Secure cron jobs with VPC Service Controls

Stay organized with collections Save and categorize content based on your preferences.

VPC Service Controls is a Google Cloud feature that allows you to set up a secure perimeter to guard against data exfiltration. This guide shows how to include Cloud Scheduler jobs in a VPC Service Controls perimeter.

Limitations

The Cloud Scheduler integration with VPC Service Controls has the following limitations:

  • Only supports Pub/Sub targets

Allow-list compatible targets

Recommended. The Cloud Scheduler integration with VPC Service Controls only supports jobs with Pub/Sub targets, and encounters an error if jobs with other targets are attempted. To prevent jobs with other targets (such as App Engine or HTTP) from running, organization policy administrators can set an organization policy at the level of the Google Cloud project, folder, or organization. To learn more about levels for organization policies, see Understanding hierarchy evaluation.

Any policy you set is not retroactively enforced. In general, existing jobs are not affected when the policy value is updated. The exception to this is existing jobs for which the target type is later updated. If you update the target type on a job after updating the policy for allowed target types, the policy is enforced.

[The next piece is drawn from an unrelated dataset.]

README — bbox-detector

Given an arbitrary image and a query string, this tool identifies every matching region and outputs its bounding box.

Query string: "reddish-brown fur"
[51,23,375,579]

By default, if no policy is set, all target types are allowed. To allow-list only jobs that have targets compatible with VPC Service Controls, take the following steps:

  1. Ensure that you have the following Identity and Access Management (IAM) roles:

    • Organization Policy Administrator (roles.orgpolicy.policyAdmin). Required for creating organization policies.
  2. In the Google Cloud console, go to Organization Policies.

    Go to Organization Policies

  3. In the filter, type Allowed target types for jobs, and select this policy to go to its details page.

  4. Click the Edit icon.

  5. Under Rules, go to Add rule and fill in the fields as follows:

    • Policy values: Custom
    • Policy type: Allow
    • Custom values: PUBSUB
  6. Click Done.

  7. Click Save.

Add required IAM roles

Required. In order to use VPC Service Controls, the Cloud Scheduler service account must have the Cloud Scheduler Service Agent IAM role. The Cloud Scheduler service account is created for your project automatically. To verify that it has the Cloud Scheduler Service Agent IAM role, or to grant this role, take the following steps:

  1. In the Google Cloud console, go to IAM.

    Go to IAM

  2. Select the Include Google-provided role grants checkbox.

  3. In the filter, type Cloud Scheduler Service Account, and select this principal.

  4. Look at the Role column for the Cloud Scheduler Service Account principal. You can proceed if the following role is listed:

    • Cloud Scheduler Service Agent

    If the Cloud Scheduler Service Account role is not listed, click the Edit icon and grant the Cloud Scheduler Service Agent role to the Cloud Scheduler Service Account principal.

Specify a VPC Service Controls perimeter

Required. You can use an existing perimeter or create a new perimeter to protect your Cloud Scheduler jobs that have Pub/Sub targets. Both approaches give you the chance to specify services to restrict. Specify the Cloud Scheduler API.